Sans énumérer en détail les diverses mesures réglant cette juridiction supérieure, il suffit d’observer qu’elle embrasse les intérêts généraux liés à l’existence de l’Union et placés sous sa sauvegarde. À ce titre, les affaires pour la décision desquelles les cours de justice locales n’offriraient pas des garanties suffisantes d’indépendance et d’impartialité sont naturellement du ressort des tribunaux fédéraux, soit en première instance, soit en appel.

Les dispositions principales ont à la fois pour objet de maintenir la concorde entre les diverses fractions de la république, en assurant à tout Américain la jouissance des mêmes droits sur l’étendue entière du territoire, et d’affermir la paix du dehors en faisant respecter par chacun les traités internationaux, qui sont assimilés aux lois du pays.

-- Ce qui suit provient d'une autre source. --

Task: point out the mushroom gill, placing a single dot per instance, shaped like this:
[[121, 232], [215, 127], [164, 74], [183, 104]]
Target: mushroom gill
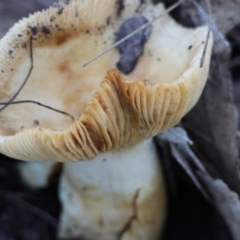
[[113, 110]]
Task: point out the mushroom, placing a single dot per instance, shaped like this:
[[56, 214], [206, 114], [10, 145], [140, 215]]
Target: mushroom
[[119, 194]]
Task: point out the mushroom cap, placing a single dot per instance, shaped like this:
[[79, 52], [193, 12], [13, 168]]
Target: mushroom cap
[[113, 110]]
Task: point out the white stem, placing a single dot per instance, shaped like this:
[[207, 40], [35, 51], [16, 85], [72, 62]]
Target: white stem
[[118, 195]]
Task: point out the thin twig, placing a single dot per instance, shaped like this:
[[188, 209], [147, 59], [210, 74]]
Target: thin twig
[[40, 104], [209, 9], [133, 33], [25, 80]]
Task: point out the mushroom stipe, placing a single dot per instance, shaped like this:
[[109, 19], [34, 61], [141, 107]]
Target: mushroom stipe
[[120, 192]]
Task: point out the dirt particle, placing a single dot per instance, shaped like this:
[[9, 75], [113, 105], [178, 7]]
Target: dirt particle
[[34, 30], [108, 20], [120, 7], [36, 122], [46, 30]]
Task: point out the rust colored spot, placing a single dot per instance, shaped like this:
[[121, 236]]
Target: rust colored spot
[[65, 70]]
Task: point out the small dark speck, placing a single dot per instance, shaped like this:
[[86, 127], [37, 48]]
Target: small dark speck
[[34, 30], [60, 11], [108, 20], [52, 18], [24, 45], [46, 30], [36, 122], [66, 2]]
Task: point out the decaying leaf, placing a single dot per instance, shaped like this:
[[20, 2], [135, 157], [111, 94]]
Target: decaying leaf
[[120, 193]]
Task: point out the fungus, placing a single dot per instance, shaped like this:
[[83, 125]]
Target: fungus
[[119, 194]]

D’ailleurs, le pouvoir judiciaire fédéral, comme celui des états, n’intervient qu’aux conditions déjà signalées. Les questions politiques ne peuvent être débattues et réglées par lui qu’à l’occasion des procès soumis à sa juridiction.

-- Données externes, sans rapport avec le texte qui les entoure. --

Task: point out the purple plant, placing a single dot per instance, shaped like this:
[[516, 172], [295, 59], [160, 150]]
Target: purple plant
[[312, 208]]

Ce rôle d’arbitre, confié en Amérique à la magistrature, et surtout à la cour suprême, les théoriciens de la monarchie constitutionnelle l’attribuaient naturellement à la couronne, « Lorsque les citoyens, divisés entre eux d’intérêts, se nuisent réciproquement, une autorité neutre les sépare, prononce sur leurs prétentions, et les préserve les uns des autres. Cette autorité, c’est le pouvoir judiciaire. De même, lorsque les pouvoirs publics se divisent et sont prêts à se nuire, il faut une autorité neutre qui fasse à leur égard ce que le pouvoir judiciaire fait à l’égard des individus. Cette autorité, dans la monarchie constitutionnelle, c’est le pouvoir royal. Le pouvoir royal est en quelque sorte le pouvoir judiciaire des autres pouvoirs[1]. »

L’exécutif républicain reste trop inféodé aux partis, trop mêlé à leurs querelles, pour exercer une a autorité neutre, » dont la condition première est précisément l’impartialité. Aussi les Américains se sont-ils fort bien trouvés d’avoir eu recours à l’arbitrage de leurs tribunaux, de ceux du moins que l’inamovibilité élève d’habitude au-dessus des divisions politiques et des passions populaires ou parlementaires. L’accroissement des privilèges du juge est devenu en même temps la meilleure sauvegarde des droits individuels contre les empiètemens des assemblées représentatives.

  1. Benjamin Constant, Réflexions sur les Constitutions, p. 8.